Initially attracted by Communism, Muggeridge and his wife travelled to Moscow in 1932, where he was to be a correspondent for the Manchester Guardian, standing in for William Chamberlin, who was about to take leave of absence. During Muggeridge's early time in Moscow, his main journalistic concentration was writing a novel, Picture Palace, about his experiences at the Manchester Guardian, which was completed and submitted to publishers in January 1933. The publishers were concerned with potential libel claims and the book was not published, causing financial difficulties for Muggeridge, who was not employed at the time, being paid only for articles he could get accepted. Increasingly disillusioned by communism, Muggeridge decided to investigate reports of the famine in Ukraine, travelling there and to the Caucasus without the permission of the Soviet authorities. Reports he sent back to the Manchester Guardian in the diplomatic bag, thus evading censorship, were not fully printed and were not published under Muggeridge's name. At the same time, rival journalist Gareth Jones, who had met Muggeridge in Moscow, published his own stories confirming the extent of the famine. Writing in the New York Times, Walter Duranty denied the existence of any famine. Gareth Jones wrote letters to the Manchester Guardian in support of Muggeridge's articles about the famine.

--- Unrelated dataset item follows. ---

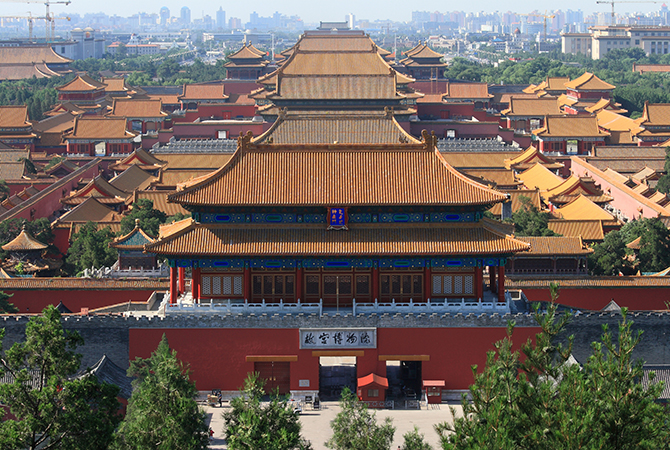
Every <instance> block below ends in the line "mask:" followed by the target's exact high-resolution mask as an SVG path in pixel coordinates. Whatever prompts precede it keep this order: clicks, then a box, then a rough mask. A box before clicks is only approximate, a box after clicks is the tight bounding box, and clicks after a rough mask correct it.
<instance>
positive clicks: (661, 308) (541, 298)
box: [523, 287, 668, 311]
mask: <svg viewBox="0 0 670 450" xmlns="http://www.w3.org/2000/svg"><path fill="white" fill-rule="evenodd" d="M523 293H524V294H526V297H528V300H530V301H534V302H548V301H551V297H550V296H549V289H547V288H536V289H532V288H523ZM612 300H614V301H615V302H616V303H617V305H619V306H621V307H624V306H625V307H626V308H628V309H630V310H632V311H657V310H664V311H665V310H667V309H668V308H667V306H666V305H665V302H667V301H668V288H667V287H647V288H611V287H603V288H584V287H574V288H570V287H561V289H560V296H559V298H558V303H560V304H562V305H566V306H569V307H571V308H576V309H589V310H593V311H600V310H601V309H603V308H604V307H605V306H607V304H608V303H609V302H610V301H612Z"/></svg>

Having come into conflict with the paper's editorial policy, Muggeridge turned back to novel writing, starting Winter in Moscow (1934), describing conditions in the "socialist utopia" and satirising Western journalists' uncritical view of Joseph Stalin's regime. He was later to call Duranty "the greatest liar I have met in journalism". Later, he began a writing partnership with Hugh Kingsmill. Muggeridge's politics changed from an independent socialist point of view to a right-wing religious stance that was no less critical of society. He later stated:

I wrote in a mood of anger, which I find rather absurd now: not so much because the anger was, in itself, unjustified, as because getting angry about human affairs is as ridiculous as losing one's temper when an air flight is delayed.

In November 2008, on the 75th anniversary of the Ukraine famine, both Muggeridge and Jones were posthumously awarded the Ukrainian Order of Freedom to mark their exceptional services to the country and its people.